Boost Spirit - Trimming spaces between last character and separator

Question

Boost Spirit newcomer here.

I have a string in the form of "Key:Value\r\nKey2:Value2\r\n" that I'm trying to parse. In that specific form, it's trivial to parse with Boost Spirit. However, in order to be more robust, I also need to handle cases such as this one:

" My Key : Value \r\n My2ndKey : Long<4 spaces>Value \r\n"

In this case, I need to trim leading and trailing spaces before and after the key/value separators so that I get the following map:

"My Key", "Value"

"My2ndKey", "Long<4 spaces>Value"

I played with qi::hold to achieve this but I get compile errors because of unsupported boost::multi_pass iterator with the embedded parser I was trying to use. There has to be a simple way to achieve this.

I read the following articles (and many others on the subject):

http://boost-spirit.com/home/articles/qi-example/parsing-a-list-of-key-value-pairs-using-spirit-qi/ http://boost-spirit.com/home/2010/02/24/parsing-skippers-and-skipping-parsers/

Boost spirit parsing string with leading and trailing whitespace

I am looking for a solution to my problem, which doesn't seem to be entirely covered by those articles. I would also like to better understand how this is achieved. As a small bonus question, I keep seeing the '%=' operator, is this useful in my case? MyRule %= MyRule ... is used for recursive parsing?

The code below parses my strings properly except that it doesn't remove the spaces between the last non-space character and the separator. :( The skipper used is qi::blank_type (space without EOL).

Thanks!

template <typename Iterator, typename Skipper>
struct KeyValueParser : qi::grammar<Iterator, std::map<std::string, std::string>(), Skipper> {
  KeyValueParser() : KeyValueParser::base_type(ItemRule) {
    ItemRule = PairRule >> *(qi::lit(END_OF_CMD) >> PairRule);
    PairRule = KeyRule >> PAIR_SEP >> ValueRule;
    KeyRule = +(qi::char_ - qi::lit(PAIR_SEP));
    ValueRule = +(qi::char_ - qi::lit(END_OF_CMD));
  }
  qi::rule<Iterator, std::map<std::string, std::string>(), Skipper> ItemRule;
  qi::rule<Iterator, std::pair<std::string, std::string>(), Skipper> PairRule;
  qi::rule<Iterator, std::string()> KeyRule;
  qi::rule<Iterator, std::string()> ValueRule;
};

Answer 1

You need to use KeyRule = qi::raw[ +(qi::char_ - qi::lit(PAIR_SEP)) ];

---

In order to see why, let's try to study several ways to parse the string "a b :".

First let's keep in mind how the following parsers/directives work:

• lexeme[subject]: This directive matches subject while disabling the skipper.

• raw[subject]: Discards subject's attribute and returns an iterator pair that points to the matched characters in the input stream.

• +subject: The plus parser tries to match 1 or more times its subject.

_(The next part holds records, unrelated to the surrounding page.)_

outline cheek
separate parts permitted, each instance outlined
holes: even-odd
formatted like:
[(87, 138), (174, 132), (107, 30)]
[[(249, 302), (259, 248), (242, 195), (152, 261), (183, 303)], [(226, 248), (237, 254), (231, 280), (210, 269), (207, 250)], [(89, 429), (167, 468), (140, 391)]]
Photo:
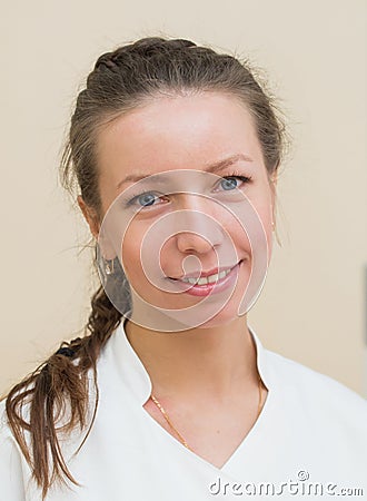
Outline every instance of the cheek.
[(141, 271), (140, 264), (140, 248), (141, 248), (141, 232), (129, 228), (122, 242), (122, 264), (127, 274), (127, 278), (139, 275)]

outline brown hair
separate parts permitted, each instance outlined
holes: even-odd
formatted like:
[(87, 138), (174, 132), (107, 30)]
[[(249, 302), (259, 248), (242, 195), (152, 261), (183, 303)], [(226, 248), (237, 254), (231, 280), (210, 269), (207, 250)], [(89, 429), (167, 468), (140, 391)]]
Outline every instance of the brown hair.
[[(236, 96), (247, 106), (254, 118), (267, 171), (269, 175), (275, 173), (282, 159), (285, 126), (274, 98), (254, 78), (248, 61), (199, 47), (189, 40), (151, 37), (103, 53), (97, 60), (86, 88), (77, 98), (71, 118), (60, 166), (62, 186), (71, 194), (75, 186), (80, 189), (85, 203), (101, 220), (95, 156), (99, 127), (160, 95), (210, 90)], [(115, 266), (119, 266), (118, 259)], [(126, 291), (122, 307), (127, 312), (130, 291), (127, 281), (122, 285)], [(33, 479), (42, 488), (43, 499), (54, 480), (66, 482), (68, 478), (79, 485), (62, 456), (56, 421), (68, 405), (70, 419), (62, 430), (69, 432), (77, 424), (80, 429), (87, 426), (90, 403), (88, 371), (91, 370), (97, 400), (89, 433), (98, 405), (97, 360), (121, 316), (100, 286), (91, 298), (85, 336), (61, 343), (60, 350), (13, 386), (7, 397), (9, 425)], [(28, 420), (22, 413), (26, 404), (29, 404)]]

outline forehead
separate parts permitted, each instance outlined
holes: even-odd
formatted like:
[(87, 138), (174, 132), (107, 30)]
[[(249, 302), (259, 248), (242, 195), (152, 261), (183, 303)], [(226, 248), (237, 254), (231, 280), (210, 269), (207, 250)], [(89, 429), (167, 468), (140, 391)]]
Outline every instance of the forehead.
[(127, 175), (200, 170), (239, 154), (261, 161), (252, 117), (239, 99), (218, 92), (152, 99), (115, 119), (97, 139), (106, 188)]

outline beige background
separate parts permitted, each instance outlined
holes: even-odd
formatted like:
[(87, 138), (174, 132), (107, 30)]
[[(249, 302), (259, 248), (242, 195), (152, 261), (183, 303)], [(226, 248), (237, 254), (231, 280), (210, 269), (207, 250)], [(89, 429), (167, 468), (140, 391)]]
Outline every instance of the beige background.
[[(0, 392), (80, 334), (91, 253), (58, 184), (71, 105), (96, 58), (168, 35), (265, 69), (294, 146), (274, 259), (249, 324), (262, 343), (366, 395), (364, 0), (7, 2), (1, 13)], [(79, 209), (78, 209), (79, 210)]]

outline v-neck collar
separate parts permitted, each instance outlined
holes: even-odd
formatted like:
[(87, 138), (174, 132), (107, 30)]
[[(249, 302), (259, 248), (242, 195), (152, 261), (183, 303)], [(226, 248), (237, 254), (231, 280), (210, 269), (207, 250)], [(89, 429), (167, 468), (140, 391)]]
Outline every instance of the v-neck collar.
[[(148, 371), (130, 344), (125, 330), (127, 317), (122, 317), (120, 324), (107, 343), (106, 355), (115, 361), (116, 369), (120, 374), (120, 383), (128, 390), (138, 404), (141, 406), (150, 397), (152, 384)], [(265, 386), (270, 391), (270, 369), (268, 364), (268, 353), (264, 348), (254, 328), (248, 325), (248, 330), (256, 345), (257, 367)]]

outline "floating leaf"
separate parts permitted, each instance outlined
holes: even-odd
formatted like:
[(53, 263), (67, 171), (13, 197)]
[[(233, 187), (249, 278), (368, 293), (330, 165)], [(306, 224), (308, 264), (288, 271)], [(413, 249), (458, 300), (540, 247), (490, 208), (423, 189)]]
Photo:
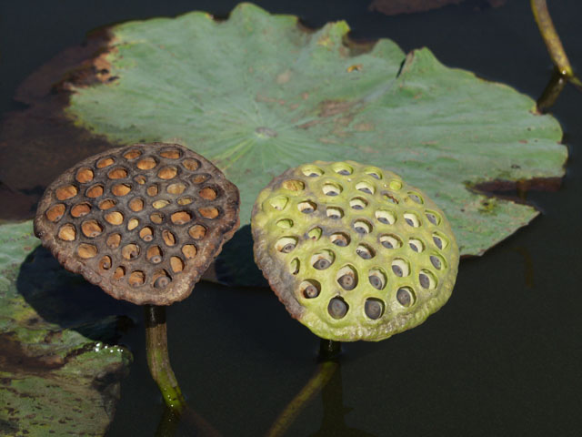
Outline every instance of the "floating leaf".
[(53, 291), (78, 288), (77, 277), (37, 248), (32, 229), (0, 226), (0, 433), (103, 435), (131, 355), (91, 338), (115, 335), (120, 320), (83, 320), (89, 309), (75, 311), (75, 298), (59, 307)]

• a-b: The difference parser first tries to parse b and if b succeeds, a-b fails. When b fails, it matches a.

• char_: matches any char. It's a PrimitiveParser.

• lit(':'): matches ':' but ignores its attribute. It's a PrimitiveParser.

---

1. lexeme[ +(char_ - lit(':')) ]: by removing the skipper from your rule you have an implicit lexeme. Since there is no skipper it goes like this:

'a' -> ':' fails, char_ matches 'a', the current synthesized attribute is "a"
' ' -> ':' fails, char_ matches ' ', the current synthesized attribute is "a "
'b' -> ':' fails, char_ matches 'b', the current synthesized attribute is "a b"
' ' -> ':' fails, char_ matches ' ', the current synthesized attribute is "a b "
':' -> ':' succeeds, the final synthesized attribute is "a b "

---

2. +(char_ - lit(':')): Since it has a skipper every PrimitiveParser will pre-skip before being tried:

'a' -> ':' fails, char_ matches 'a', the current synthesized attribute is "a"
' ' -> this is skipped before ':' is tried
'b' -> ':' fails, char_ matches 'b', the current synthesized attribute is "ab"
' ' -> this is skipped before ':' is tried
':' -> ':' succeeds, the final synthesized attribute is "ab"

---

3. raw[ +(char_ - lit(':') ) ]: The subject is exactly the same as 2.. The raw directive ignores "ab" and returns an iterator pair that goes from 'a' to 'b'. Since the attribute of your rule is std::string, a string is constructed from that iterator pair, resulting in "a b" which is what you want.